С деревьев ниспадал струящийся покров листьев, слегка подрагивающий в солнечном свете. (...) Молодой человек начинал верить, что он не умрёт, не должен умереть, если земля может так выглядеть. Никак не должен, ведь он слышал надежду и обещание не в словах, а в листьях, стволах деревьев и скалах. Но он знал, что земля выглядит так только потому, что он уже несколько часов не видел следов человека.
Юноша был очень молод. Он только что окончил университет - и ему хотелось понять, имеет ли жизнь какую-нибудь ценность. Он не знал, что именно этот вопрос засел у него в голове. Он не думал о смерти. Он думал только о том, что надо найти и радость, и смысл, и основания для того, чтобы жить, а никто и нигде не мог ему ничего подобного предложить.
Ему не нравилось то, чему его научили в университете. Он узнал там многое о социальной ответственности, о жизни, которая есть служение и самопожертвование. Все говорили, что это прекрасно и вдохновляюще. Но он не чувствовал себя вдохновлённым. Он вообще ничего не чувствовал. Он, пожалуй, не мог сказать, чего хочет от жизни. Это он и почувствовал здесь, в глуши и одиночестве.
У него всегда была потребность сочинять музыку, и он представлял себе то, к чему стремился, в звуках. (...) Мне не нужны ни служители, ни те, кому служат; ни алтари, ни жертвоприношения, лишь высшее, совершенное, не ведающее боли. Не помогайте мне, не служите мне, но позвольте увидеть это, потому что я в нём нуждаюсь. Не трудитесь ради моего счастья, братья, покажите мне своё счастье - покажите, что оно возможно, покажите мне ваши свершения - и это даст мне мужество увидеть моё.
Он увидел впереди голубой просвет - там, где дорога кончалась на гребне горы. Голубое пространство было прохладным и чистым - словно водное зеркало в рамке зелёных ветвей.
Его нога коснулась земли; он остановился и открыл глаза. И застыл на месте.

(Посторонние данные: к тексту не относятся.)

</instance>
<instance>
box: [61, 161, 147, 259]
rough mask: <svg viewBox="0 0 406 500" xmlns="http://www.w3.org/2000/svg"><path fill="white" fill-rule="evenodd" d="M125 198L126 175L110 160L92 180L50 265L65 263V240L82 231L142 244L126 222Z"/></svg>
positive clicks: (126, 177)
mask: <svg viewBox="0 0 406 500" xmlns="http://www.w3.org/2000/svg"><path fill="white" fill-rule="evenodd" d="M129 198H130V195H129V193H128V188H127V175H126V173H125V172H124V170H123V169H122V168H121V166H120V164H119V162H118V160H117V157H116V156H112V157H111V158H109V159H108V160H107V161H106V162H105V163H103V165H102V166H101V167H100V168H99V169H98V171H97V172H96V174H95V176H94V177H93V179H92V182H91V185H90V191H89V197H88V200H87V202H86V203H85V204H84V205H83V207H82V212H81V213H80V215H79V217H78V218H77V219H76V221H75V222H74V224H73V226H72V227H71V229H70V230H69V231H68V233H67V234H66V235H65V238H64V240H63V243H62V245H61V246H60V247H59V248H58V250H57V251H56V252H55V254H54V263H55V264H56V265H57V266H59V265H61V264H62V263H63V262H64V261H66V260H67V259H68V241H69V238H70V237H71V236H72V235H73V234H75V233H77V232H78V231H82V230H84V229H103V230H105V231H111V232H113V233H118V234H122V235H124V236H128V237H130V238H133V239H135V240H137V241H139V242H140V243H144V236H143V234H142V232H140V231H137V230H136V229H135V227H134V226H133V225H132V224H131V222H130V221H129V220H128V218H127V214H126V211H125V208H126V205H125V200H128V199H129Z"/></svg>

В широкой долине, далеко внизу, в первых солнечных лучах раннего утра он увидел городок. Только это был не городок. Города так не выглядят. И он отложил встречу с реальностью ещё ненадолго. Он не искал ответов и объяснений, а только смотрел.
По отрогам холмов сбегали вниз маленькие домики. Он знал, что эти холмы никто не населял, что никакие механизмы не меняли природной красоты этих склонов. И всё же некая сила знала, как построить на этих склонах дома, чтобы они стали неотъемлемой их частью; уже нельзя было вообразить эти прекрасные холмы без домов - как будто время и случай, создавшие эти отроги в противоборстве великих сил, ожидали своего конечного выражения, конечной цели, - а целью были эти строения, неотъемлемая часть пейзажа; сформированные холмами, строения покорили их, дали им смысл.
Они были вариацией одной темы, симфонией, созданной с неисчерпаемой фантазией, и можно было услышать ликование силы, что высвобождалась в этой симфонии, нераздельно, вызывающе жаждала растратиться до конца и никак не могла. (...) У него закружилась голова, потому что раскинувшийся перед ним пейзаж не мог быть реальным.
Прошло много времени, прежде чем он решил оглядеться - и увидел, что он не один. В нескольких шагах от него на валуне сидел мужчина и смотрел вниз, в долину. Мужчина, казалось, был поглощён видом.
Он подошёл к мужчине, тот повернул голову; глаза у него были серые и спокойные; юноша тотчас понял, что они испытывают одинаковые чувства и что он может говорить, как никогда не говорил с незнакомыми людьми.
- Ведь это не настоящее, правда? - спросил юноша, показывая вниз.
- Почему же? Теперь это настоящее, - ответил мужчина.
- Наверно, это построили киношники?
- Нет, это домики для летнего отдыха. Их только что построили. Они откроются через несколько недель.
- Кто же их построил?
- Я.
- А как вас зовут?
- Говард Рорк.
- Спасибо, - сказал юноша. - В твёрдом взгляде мужчины он прочёл понимание всего скрытого за этим словом. Рорк кивком головы подтвердил это.
Проехав немного на своём велосипеде рядом с Рорком, юноша свернул на узкую тропинку, спускавшуюся по склону холма к домам в долине. Рорк проводил его взглядом. Он никогда не встречал этого юношу и никогда больше не увидит его. Он не знал, что дал кому-то мужество смотреть в лицо жизни.